Le maire de Dandé, Yacouba Zerbo, soutient avoir traité avec les vrais propriétaires terriens. « Ce sont eux qui nous ont montré l’espace et l’ont même délimité pour nous. C’est avec eux que nous avons aussi signé l’acte de cession ». Le maire affirme que plusieurs rencontres ont eu lieu avec les populations et même dans les quartiers autochtones sans résistance. Du moins, il dit avoir expliqué à ses populations que le lotissement a été initié pour régler les problèmes créés par le premier lotissement de Dandé. « Nous avons mis en place un comité chargé de faire le point du premier lotissement. Le comité a détecté de nombreux problèmes. Il y a des gens qui ont des quittances mais n’ont pas de parcelles. D’autres sont sur des voies qu’il faut déplacer. Plus de 500 personnes sont concernées. Nous avons, en accord avec le conseil municipal, fait ce lotissement qui est en fait une extension pour reloger tous ceux qui ont été lésés pendant ce premier lotissement. Je ne comprends donc pas le préalable fixé par certains habitants. Le dossier a été transmis avec tous les avis techniques au ministère de tutelle qui nous a autorisés à faire le lotissement», clarifie le maire Zerbo. Un arrêté conjoint du ministère en charge de l’urbanisme et de l’habitat, et de celui de l’Administration territoriale, en date du 15 décembre 2020, autorise ainsi la mairie à faire le lotissement. Il est précisé dans l’autorisation que la superficie à lotir est de 200 hectares. 150 ha sont réservés aux parcelles et 50 ha aux infrastructures socioéducatives, aux routes et aux réserves foncières. La superficie des parcelles est fixée à 240 m2.
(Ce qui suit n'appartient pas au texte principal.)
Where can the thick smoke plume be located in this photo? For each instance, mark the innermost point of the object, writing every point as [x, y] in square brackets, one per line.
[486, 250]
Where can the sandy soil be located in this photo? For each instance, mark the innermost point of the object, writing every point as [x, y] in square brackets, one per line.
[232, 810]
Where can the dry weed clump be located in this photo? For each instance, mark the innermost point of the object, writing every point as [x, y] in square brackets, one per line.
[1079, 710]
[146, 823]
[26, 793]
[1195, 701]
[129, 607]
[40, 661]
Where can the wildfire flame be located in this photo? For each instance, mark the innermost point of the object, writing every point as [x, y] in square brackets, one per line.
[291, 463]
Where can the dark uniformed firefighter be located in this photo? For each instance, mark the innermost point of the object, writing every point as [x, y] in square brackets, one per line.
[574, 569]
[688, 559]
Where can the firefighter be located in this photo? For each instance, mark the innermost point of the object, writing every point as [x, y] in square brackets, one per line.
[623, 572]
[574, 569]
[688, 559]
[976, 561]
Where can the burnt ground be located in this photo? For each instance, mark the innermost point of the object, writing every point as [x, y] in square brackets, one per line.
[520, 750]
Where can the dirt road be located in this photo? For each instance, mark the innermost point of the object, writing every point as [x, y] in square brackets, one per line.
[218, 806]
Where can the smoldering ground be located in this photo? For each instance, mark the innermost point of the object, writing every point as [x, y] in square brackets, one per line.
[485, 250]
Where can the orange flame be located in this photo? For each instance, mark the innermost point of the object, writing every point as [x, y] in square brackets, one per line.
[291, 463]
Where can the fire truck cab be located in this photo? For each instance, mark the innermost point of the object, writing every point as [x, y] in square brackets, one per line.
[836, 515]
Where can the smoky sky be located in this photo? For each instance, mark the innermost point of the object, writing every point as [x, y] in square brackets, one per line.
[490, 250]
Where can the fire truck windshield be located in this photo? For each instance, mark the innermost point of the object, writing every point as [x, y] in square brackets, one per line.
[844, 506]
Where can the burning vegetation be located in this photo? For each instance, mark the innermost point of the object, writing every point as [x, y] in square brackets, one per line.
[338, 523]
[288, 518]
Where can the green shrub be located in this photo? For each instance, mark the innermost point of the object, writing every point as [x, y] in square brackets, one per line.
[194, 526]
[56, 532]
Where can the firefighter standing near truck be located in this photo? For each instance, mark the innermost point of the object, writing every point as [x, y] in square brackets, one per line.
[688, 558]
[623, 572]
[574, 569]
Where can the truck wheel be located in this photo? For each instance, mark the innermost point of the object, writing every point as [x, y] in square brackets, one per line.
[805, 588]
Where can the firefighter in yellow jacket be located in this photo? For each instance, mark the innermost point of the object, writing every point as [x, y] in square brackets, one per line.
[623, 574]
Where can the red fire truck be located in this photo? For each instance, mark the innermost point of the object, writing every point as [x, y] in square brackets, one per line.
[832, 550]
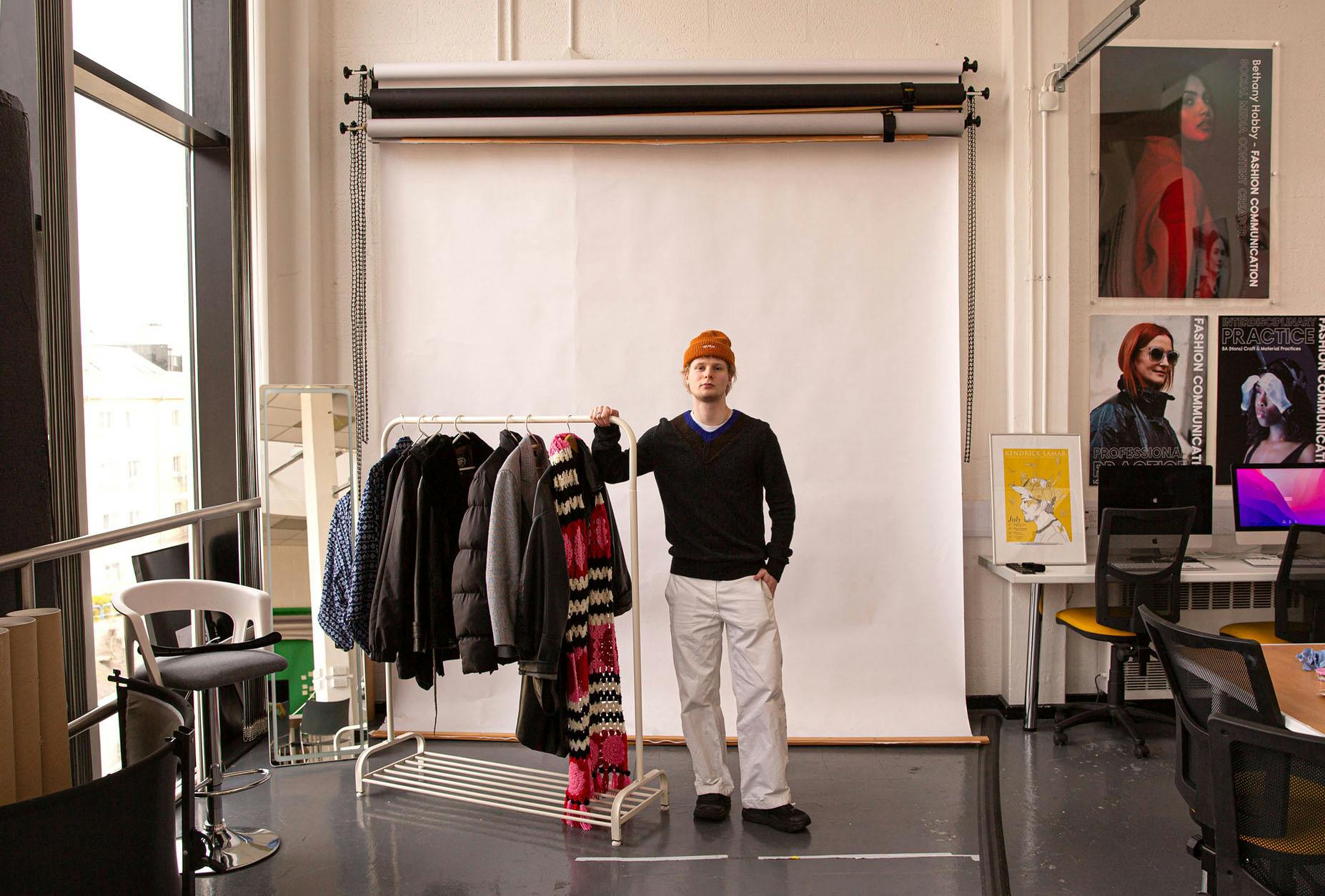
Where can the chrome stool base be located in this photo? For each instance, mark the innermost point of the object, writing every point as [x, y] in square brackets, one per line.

« Les 200 ha sont même insuffisants. Nous avons des problèmes pour satisfaire tout le monde. Nous avons voulu 400 hectares mais le ministère nous a accordé 200 », a souligné le maire Yacouba Zerbo. Il soutient avoir échangé avec toutes les parties prenantes et quatre parcelles par hectare seront attribuées aux exploitants recensés sur l’espace délimité. Des tickets ont été remis à ces derniers et ils seront dédommagés en fonction de la superficie de leurs terrains, à entendre le bourgmestre de Dandé. Il a invité les populations à s’approcher de la mairie pour avoir toutes les informations relatives à ce lotissement dont l’objectif, selon lui, est de régler d’abord les problèmes. D’autres rencontres seront organisées avec les différents protagonistes pour tenter d’accorder les violons, à en croire Yacouba Zerbo.